6 réflexions au sujet de « Petit génie vs Petite Poucette »

  1. Surtout que s’il n’avait pas été le fils de, il n’aurait certainement pas aterrit dans le Nature. Surtout quand on pense au nombre d’étudiants de Licence et Master qui sont « oubliés » au moment de la rédaction du papier quelques mois après leur stage en labo…

  2. Une piste pour le « comment faire » pour atterrir dans un labo de recherche tout jeune quand tes parents ne sont pas du sérail, est constituée par les actions de l’association Paris Montagne (http://www.paris-montagne.org/). On y a fait faire des stages dans des labos à plein de choupis issus de milieux plutôt non favorisés, en tout cas sans chercheurs dans les parents. Voilà une piste, donc, et non pas une réponse globale.

  3. Pas très gaulois, ça, comme nom ! T’es sûr qu’il a pas plutôt piqué le pain au chocolat d’un de ses camarades ?

    Blague à part. 100% d’accord avec toi.
    En plus, des titres comme ça, c’est souffler sur les braises du crackpotisme !
    Et, comme dit sur twitter, quelle vision par le petit bout de la lorgnette de la fuite des cerveaux….

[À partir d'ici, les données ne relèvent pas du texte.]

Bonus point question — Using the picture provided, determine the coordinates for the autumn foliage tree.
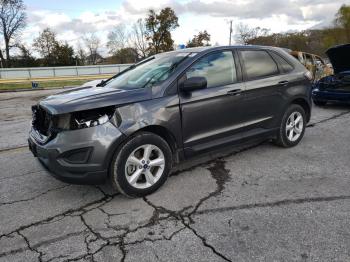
[146,7,179,54]
[186,30,210,47]
[33,28,75,66]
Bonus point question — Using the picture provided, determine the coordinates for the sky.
[22,0,350,53]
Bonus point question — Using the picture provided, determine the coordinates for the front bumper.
[28,122,125,184]
[312,89,350,102]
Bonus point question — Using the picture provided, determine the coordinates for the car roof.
[163,45,286,54]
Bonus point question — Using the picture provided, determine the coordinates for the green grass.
[0,79,93,90]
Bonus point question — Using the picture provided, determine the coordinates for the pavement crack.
[196,196,350,215]
[306,111,350,128]
[0,185,72,206]
[182,221,232,262]
[0,194,113,238]
[0,145,28,154]
[17,231,43,262]
[188,158,230,222]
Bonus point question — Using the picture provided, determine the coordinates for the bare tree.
[130,19,148,58]
[0,0,27,66]
[107,24,130,54]
[33,28,58,64]
[235,23,269,45]
[83,34,101,65]
[76,41,86,65]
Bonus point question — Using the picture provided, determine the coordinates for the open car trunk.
[316,44,350,93]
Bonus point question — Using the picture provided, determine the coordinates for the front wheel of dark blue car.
[110,132,172,197]
[314,100,327,106]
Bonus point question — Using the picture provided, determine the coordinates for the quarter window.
[241,50,279,80]
[270,53,294,73]
[186,51,237,88]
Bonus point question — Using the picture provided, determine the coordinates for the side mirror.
[180,76,208,92]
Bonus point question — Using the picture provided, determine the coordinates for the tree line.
[0,0,210,67]
[235,5,350,56]
[0,0,350,67]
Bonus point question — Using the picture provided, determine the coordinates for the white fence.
[0,64,130,79]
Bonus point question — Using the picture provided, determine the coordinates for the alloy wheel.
[286,112,304,142]
[125,144,165,189]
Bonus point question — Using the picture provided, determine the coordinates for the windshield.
[106,53,191,89]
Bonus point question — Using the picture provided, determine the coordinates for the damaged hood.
[326,44,350,74]
[39,87,152,115]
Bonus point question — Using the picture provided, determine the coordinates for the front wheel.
[275,104,306,147]
[110,132,172,197]
[314,100,327,106]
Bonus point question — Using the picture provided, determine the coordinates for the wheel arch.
[137,125,178,154]
[290,98,311,123]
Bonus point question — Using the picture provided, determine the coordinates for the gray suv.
[28,46,311,197]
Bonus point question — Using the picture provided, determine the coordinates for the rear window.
[241,50,279,80]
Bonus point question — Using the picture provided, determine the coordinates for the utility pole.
[229,20,232,45]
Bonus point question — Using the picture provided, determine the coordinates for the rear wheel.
[314,100,327,106]
[275,104,306,147]
[110,132,172,197]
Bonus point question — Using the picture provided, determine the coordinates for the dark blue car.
[312,44,350,106]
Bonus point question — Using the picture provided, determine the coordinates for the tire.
[314,100,327,106]
[274,104,306,148]
[110,132,172,197]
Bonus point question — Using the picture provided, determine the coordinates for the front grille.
[32,106,52,137]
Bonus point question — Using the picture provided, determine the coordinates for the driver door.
[179,50,245,156]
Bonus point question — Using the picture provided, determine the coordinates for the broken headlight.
[57,107,115,130]
[71,107,115,129]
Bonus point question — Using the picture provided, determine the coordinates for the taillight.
[304,71,313,81]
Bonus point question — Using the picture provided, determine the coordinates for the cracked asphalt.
[0,91,350,262]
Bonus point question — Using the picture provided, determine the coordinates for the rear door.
[239,49,293,133]
[179,50,245,156]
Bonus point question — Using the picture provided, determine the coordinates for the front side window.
[241,50,279,80]
[186,51,237,88]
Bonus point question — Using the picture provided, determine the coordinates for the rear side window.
[186,51,237,88]
[241,50,279,80]
[271,52,294,73]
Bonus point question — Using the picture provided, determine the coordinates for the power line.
[229,20,232,45]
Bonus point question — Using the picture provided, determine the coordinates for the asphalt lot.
[0,91,350,261]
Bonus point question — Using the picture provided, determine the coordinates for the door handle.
[227,89,242,96]
[278,80,289,86]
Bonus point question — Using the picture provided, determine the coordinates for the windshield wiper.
[143,53,191,88]
[96,56,155,87]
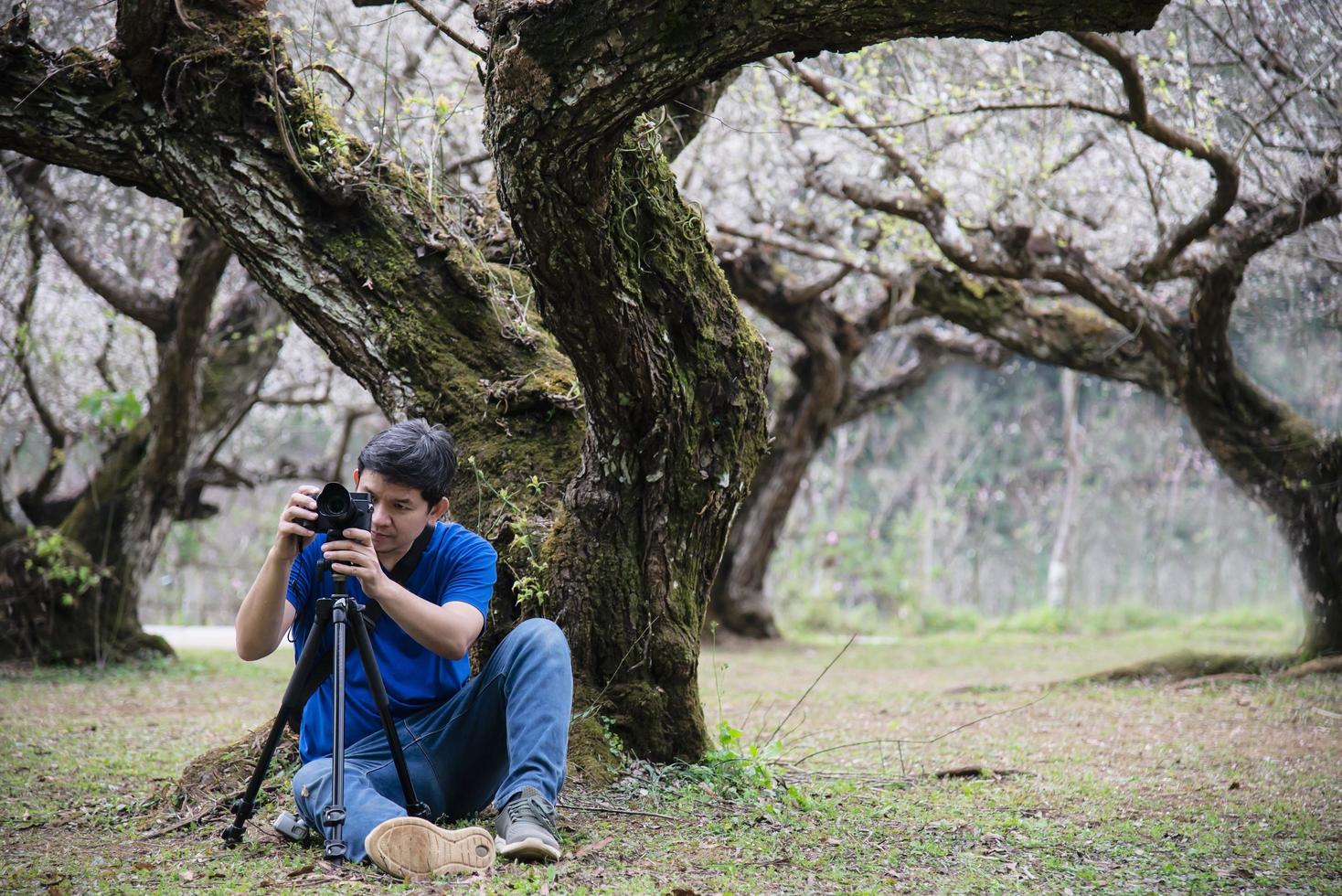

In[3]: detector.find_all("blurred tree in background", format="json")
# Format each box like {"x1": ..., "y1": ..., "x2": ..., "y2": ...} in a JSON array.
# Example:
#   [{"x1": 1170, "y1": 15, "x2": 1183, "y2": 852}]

  4. Merci pour cette note éclairée, c’est la première chose de sensée que j’aie pu lire sur la question. J’ai l’impression que les médias n’ont pas vraiment retenu la leçon du neutrino supra luminique.
    J’ai également une pensée pour tous les thésards/postdocs qui ont fait les mesures, puis analysé et mis en forme les données qu’a dû utiliser le jeune homme dans son script python, et qui ne font pas la une de la presse (ils ont sûrement leur nom sur le papier cela dit)
    Bonne continuation

  5. Sans aller jusqu’à exonérer les journalistes de leur âneries, il faut bien reconnaître que même nous, les scientifiques, sommes trop souvent enclins à chercher « une tête » à qui attribuer les mérites d’une découverte ou d’une avancée. On en arrive ainsi parfois à négliger l’importance du travail de groupe ou même le rôle du hasard qui fait que plusieurs scientifiques peuvent publier les mêmes résultats dans un intervalle de temps très court, sans qu’aucun ne soit au courant des autres et donc qu’aucun n’ai véritablement démérité. Pour mieux se rendre compte de ce biais, je conseille très fortement à ceux qui ne l’ont pas encore lu la lecture du livre de Clifford Conner, « L’histoire populaire des sciences ». Il a véritablement changé ma vision de l’histoire des sciences, donnant au travail collectif et aux effets d’émergences la place qui, me semble-t-il, leur revient. Dans le cas de ce gamin placé de manière inhabituelle dans la liste des auteurs du fameux article, l’occasion était sans doute trop belle de le choisir comme « tête d’affiche ».